The Virgin Blue executive team's Thursday was bad enough, given their, um, recuperation from the previous night's party celebrating V Australia's JNB flights.
And then Air NZ announced it was re-structuring its product and prices on Trans-Tasman (flights to Australia) and Pacific Island flights*, which it hinted at during its half-year results last month
. Business class will be eliminated on its A320 aircraft, which make up the bulk of its 280 Trans-Tasman and 72 Pacific Islands weekly flights. The A320s will go from 152 Biz+Y to 171 economy-only seats. Business class on Trans-Tasman B747, B767, and B777 flights is unchanged.
To calm investors giddy about premium travel returning, Air NZ justifies its move by saying only one in eight business seats gets sold on flights out of Wellington and Christchurch. That means one seat was sold in the entire business cabin.
Economy on all Trans-Tasman/Pacific Islands flights (A320, B747, B767, B777) will be split into four different service levels with the hard product staying the same. Price differences have not yet been released.
The airline will trial the structure out of Christchurch with fares going on sale from 29 April for travel from late August. The structure goes Trans-Tasman system-wide in early September with service being rolled out from late November.
See Air NZ's diagram of the four services:
Splitting economy into different categories was first floated in the region by Virgin Blue CEO Brett Godfrey last September, although his thoughts on Virgin Blue's "Airline of the Future" also included changing seat pitch. Air NZ's announcement is by no means an exact replication, but they are on Godfrey's heels.
And Air NZ has also made a mistake.
As Air NZ's diagram shows, the further down you go on the list the more amenities you have. If you want to choose your seat you also have to pay for luggage and a meal. If you want lounge access, you also have to pay for the seat next to you to be empty.
But what if you want a meal and no bag? Or lounge access but couldn't care about the seat next to you because you'll sleep?
That's the argument LCCs hold dearly. AirAsia X now offers lie-flat business-class-like beds (post on that coming in the next few days), but if you want a meal you'll still need to pay for it separately.

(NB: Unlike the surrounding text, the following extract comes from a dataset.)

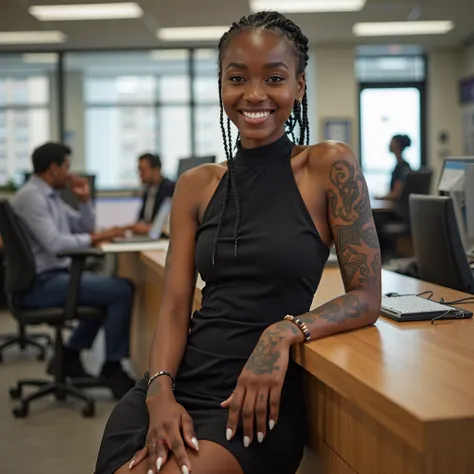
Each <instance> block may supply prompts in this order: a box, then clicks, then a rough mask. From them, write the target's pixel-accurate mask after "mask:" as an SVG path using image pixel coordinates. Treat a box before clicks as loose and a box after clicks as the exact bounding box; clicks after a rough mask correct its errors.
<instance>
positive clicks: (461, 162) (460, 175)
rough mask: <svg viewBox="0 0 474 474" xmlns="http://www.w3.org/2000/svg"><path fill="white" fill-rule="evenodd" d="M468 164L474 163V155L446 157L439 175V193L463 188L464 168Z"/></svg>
mask: <svg viewBox="0 0 474 474" xmlns="http://www.w3.org/2000/svg"><path fill="white" fill-rule="evenodd" d="M469 164H471V165H472V164H474V157H463V158H454V157H452V158H446V159H445V160H444V163H443V170H442V171H441V175H440V177H439V182H438V191H439V193H440V194H449V193H451V192H452V191H462V190H464V179H465V175H464V170H465V169H466V166H467V165H469Z"/></svg>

Therein lies the crux: Air NZ needs to compete better with Virgin Blue and Jetstar, whom it is losing passengers to, without being branded a low-cost carrier and damaging its reputation for more lucrative long-haul bookings. LCCs have nothing to lose and passengers to gain.Sunday update:
Air NZ General Manager Shorthaul Airlines Bruce Parton wrote
on an online forum: "The key for this is that the leisure end of the market is the largest
(72%) and is fast growing both in NZ and Aust[.] We have to be able to compete there and its all about price - this
product lets us do that without becoming a budget airline".
Air NZ rightfully gets credit as being innovative for its past initiatives like the Skycouch
and selling of empty seats
, but in this case if the carrier really wanted to be innovative it would have completely unbundled its product and given passengers complete choice.
Unbundling has been a hot topic these past few years, but will Air NZ's
response catch on in the short/medium-haul market, or will other full-service carriers (particularly in the US) go for a true a-la-carte model?
*Airline Route reports service from Auckland to Papeete, Niue, Perth and Sydney to Rarotonga will go unchanged, but Air NZ could not be contacted to confirm this.